Franklin and Eleanor both had paramours
Like Harding, Franklin D. Roosevelt had a long-time mistress (and possibly others) that the public didn’t know about until after his death. FDR started his affair with Lucy Mercer, Eleanor Roosevelt’s social secretary, more than a decade before he became president. When Eleanor discovered some of their love letters in September 1918, she confronted her husband about them.
The couple considered a divorce, but stayed together in order to protect their social standing and FDR’s career. Even though the episode had deeply hurt Eleanor, historian Doris Kearns Goodwin writes in No Ordinary Time that it ultimately made her “free to define a new and different partnership with her husband, free to seek new avenues of fulfillment.”
FDR would maintain a relationship with Mercer until his death in 1945. In turn, Eleanor pursued relationships with women, finding a particularly significant partner in journalist Lorena Hickok.
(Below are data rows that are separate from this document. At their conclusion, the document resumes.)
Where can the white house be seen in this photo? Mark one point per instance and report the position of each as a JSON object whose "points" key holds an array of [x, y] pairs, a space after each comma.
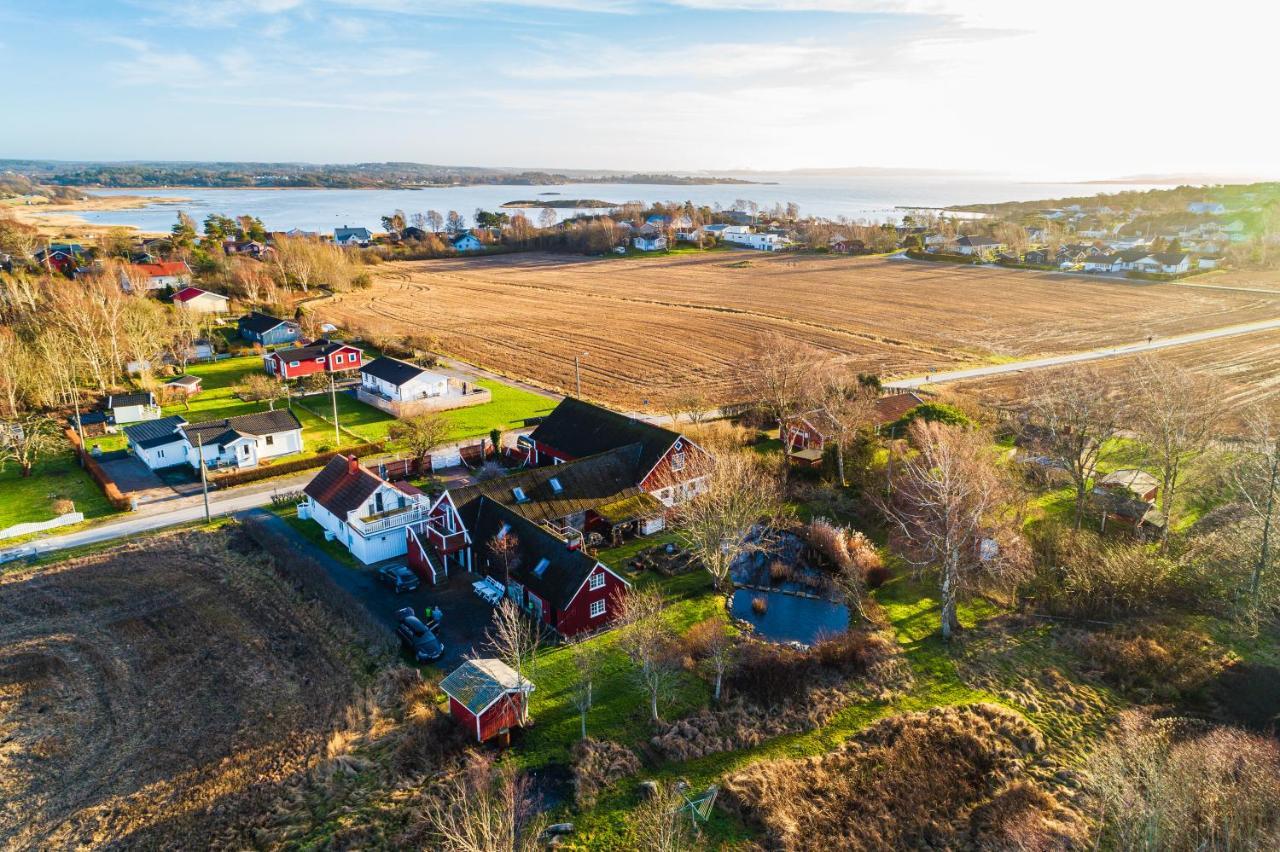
{"points": [[402, 381], [467, 242], [158, 443], [131, 408], [197, 301], [245, 440], [362, 511]]}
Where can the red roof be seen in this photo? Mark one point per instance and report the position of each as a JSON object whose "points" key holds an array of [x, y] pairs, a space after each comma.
{"points": [[163, 268]]}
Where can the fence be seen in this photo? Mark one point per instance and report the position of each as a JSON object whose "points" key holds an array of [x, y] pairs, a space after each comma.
{"points": [[40, 526], [113, 493]]}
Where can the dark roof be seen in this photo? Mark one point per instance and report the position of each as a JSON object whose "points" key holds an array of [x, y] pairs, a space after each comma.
{"points": [[580, 429], [155, 433], [120, 401], [316, 349], [259, 323], [894, 406], [566, 569], [392, 370], [585, 484], [222, 431], [342, 486]]}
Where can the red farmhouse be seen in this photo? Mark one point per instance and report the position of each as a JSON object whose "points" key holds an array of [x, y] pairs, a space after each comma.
{"points": [[487, 697], [321, 356]]}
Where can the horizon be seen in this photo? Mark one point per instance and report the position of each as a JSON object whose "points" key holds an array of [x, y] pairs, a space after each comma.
{"points": [[689, 86]]}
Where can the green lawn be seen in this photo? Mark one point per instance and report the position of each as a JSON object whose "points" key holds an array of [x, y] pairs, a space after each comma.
{"points": [[56, 477]]}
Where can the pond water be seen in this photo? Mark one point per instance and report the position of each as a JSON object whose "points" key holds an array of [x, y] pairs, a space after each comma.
{"points": [[790, 618]]}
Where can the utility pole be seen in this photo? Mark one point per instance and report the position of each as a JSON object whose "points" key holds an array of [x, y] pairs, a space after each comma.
{"points": [[577, 374], [204, 476], [333, 398]]}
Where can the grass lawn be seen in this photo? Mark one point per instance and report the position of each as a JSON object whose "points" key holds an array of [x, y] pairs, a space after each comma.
{"points": [[56, 477]]}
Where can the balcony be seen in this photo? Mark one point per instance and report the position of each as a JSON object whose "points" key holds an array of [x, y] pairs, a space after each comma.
{"points": [[389, 520]]}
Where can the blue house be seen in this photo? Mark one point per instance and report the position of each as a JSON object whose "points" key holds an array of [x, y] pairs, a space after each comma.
{"points": [[268, 330]]}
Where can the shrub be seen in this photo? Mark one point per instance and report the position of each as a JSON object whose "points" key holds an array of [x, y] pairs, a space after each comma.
{"points": [[598, 764]]}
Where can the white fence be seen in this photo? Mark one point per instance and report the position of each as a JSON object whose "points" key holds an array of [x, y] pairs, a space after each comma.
{"points": [[40, 526]]}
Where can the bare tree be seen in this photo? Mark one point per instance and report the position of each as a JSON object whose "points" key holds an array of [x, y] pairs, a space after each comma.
{"points": [[485, 807], [586, 663], [1256, 481], [1069, 416], [1175, 420], [421, 434], [513, 640], [951, 504], [645, 639], [728, 517], [24, 438]]}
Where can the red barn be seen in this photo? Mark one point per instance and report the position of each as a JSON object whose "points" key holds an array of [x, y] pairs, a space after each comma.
{"points": [[488, 697], [321, 356]]}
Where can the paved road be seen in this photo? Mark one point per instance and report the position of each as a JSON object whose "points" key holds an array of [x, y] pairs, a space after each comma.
{"points": [[1092, 355]]}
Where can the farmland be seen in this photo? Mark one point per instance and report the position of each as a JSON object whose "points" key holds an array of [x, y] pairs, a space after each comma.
{"points": [[159, 691], [659, 326]]}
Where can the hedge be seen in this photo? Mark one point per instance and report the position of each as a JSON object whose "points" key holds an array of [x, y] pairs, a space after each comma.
{"points": [[305, 463]]}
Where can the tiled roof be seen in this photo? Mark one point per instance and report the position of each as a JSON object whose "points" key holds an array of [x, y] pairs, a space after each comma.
{"points": [[342, 485], [478, 683]]}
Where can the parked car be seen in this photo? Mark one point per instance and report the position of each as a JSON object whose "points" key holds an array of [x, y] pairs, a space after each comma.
{"points": [[398, 578], [417, 637]]}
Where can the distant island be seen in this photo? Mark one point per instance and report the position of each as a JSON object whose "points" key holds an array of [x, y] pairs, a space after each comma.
{"points": [[304, 175], [562, 202]]}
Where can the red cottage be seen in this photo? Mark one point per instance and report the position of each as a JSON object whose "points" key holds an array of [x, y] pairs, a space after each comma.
{"points": [[321, 356], [487, 697]]}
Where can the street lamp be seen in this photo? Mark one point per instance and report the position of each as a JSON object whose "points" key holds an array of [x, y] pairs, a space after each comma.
{"points": [[577, 372]]}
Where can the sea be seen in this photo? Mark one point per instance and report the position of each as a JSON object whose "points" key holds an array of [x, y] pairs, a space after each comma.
{"points": [[865, 198]]}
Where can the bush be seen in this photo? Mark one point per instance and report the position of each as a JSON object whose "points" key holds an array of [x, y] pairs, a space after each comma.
{"points": [[599, 764]]}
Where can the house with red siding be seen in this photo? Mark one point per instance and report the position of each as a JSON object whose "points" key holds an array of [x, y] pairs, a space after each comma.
{"points": [[321, 356], [668, 466], [487, 697]]}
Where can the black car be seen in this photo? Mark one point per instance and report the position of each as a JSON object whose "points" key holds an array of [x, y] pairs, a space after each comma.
{"points": [[398, 578], [417, 637]]}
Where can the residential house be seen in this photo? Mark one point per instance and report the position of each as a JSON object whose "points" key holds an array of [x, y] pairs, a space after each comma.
{"points": [[155, 276], [131, 408], [467, 242], [487, 697], [245, 440], [371, 517], [321, 356], [1165, 262], [197, 301], [402, 381], [671, 467], [978, 246], [347, 237], [268, 330]]}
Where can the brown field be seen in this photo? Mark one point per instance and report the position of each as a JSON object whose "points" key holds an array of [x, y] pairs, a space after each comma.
{"points": [[154, 694], [1246, 369], [658, 326]]}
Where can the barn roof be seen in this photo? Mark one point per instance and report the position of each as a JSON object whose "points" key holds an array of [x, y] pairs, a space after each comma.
{"points": [[476, 685], [580, 429]]}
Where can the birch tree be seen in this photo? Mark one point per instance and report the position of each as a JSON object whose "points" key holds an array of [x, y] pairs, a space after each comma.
{"points": [[1068, 417], [950, 503]]}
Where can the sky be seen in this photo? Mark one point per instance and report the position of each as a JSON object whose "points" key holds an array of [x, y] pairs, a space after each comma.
{"points": [[1092, 88]]}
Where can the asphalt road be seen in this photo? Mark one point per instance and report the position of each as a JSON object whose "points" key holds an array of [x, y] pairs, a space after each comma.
{"points": [[1092, 355]]}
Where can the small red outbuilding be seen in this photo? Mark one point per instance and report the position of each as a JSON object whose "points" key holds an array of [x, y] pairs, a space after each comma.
{"points": [[487, 697]]}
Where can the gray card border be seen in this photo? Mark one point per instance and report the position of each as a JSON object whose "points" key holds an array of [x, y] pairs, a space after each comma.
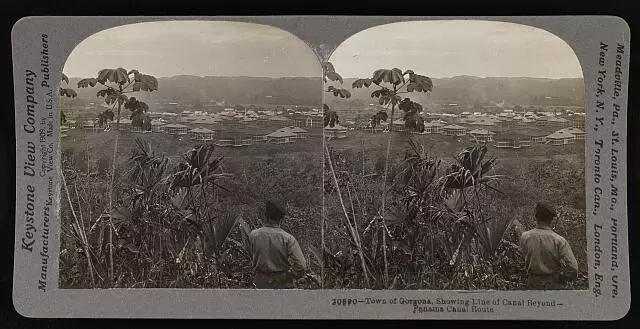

'All the Way With LBJ' was an apt campaign slogan
By coming to a mutually respectful arrangement, the Roosevelts were an anomaly among presidential couples. Lyndon B. Johnson, on the other hand, seemed crudely unconcerned with how his long-term affair with Alice Glass might affect his wife, Lady Bird Johnson.
LBJ maintained his on-and-off relationship with Glass between 1939 and the early years of his presidency. It was doubly risky for him because she was also romantically involved with one of his big donors. According to LBJ biographer Robert Caro, she eventually broke up with him because of her opposition to the Vietnam War.
It seems pretty clear that Lady Bird knew about Glass and the other women he slept with. When Lady Bird died in 2007, The Guardian noted in her obituary: “[Lyndon] Johnson was so casual in his affairs with Alice Glass and his congressional colleague Helen Gahagan Douglas that Lady Bird … was openly humiliated.” This isn’t surprisingly considering that LBJ was known for exposing his genitals and bragging that he’d had sex with more women than John F. Kennedy—whose exploits were well-known in D.C.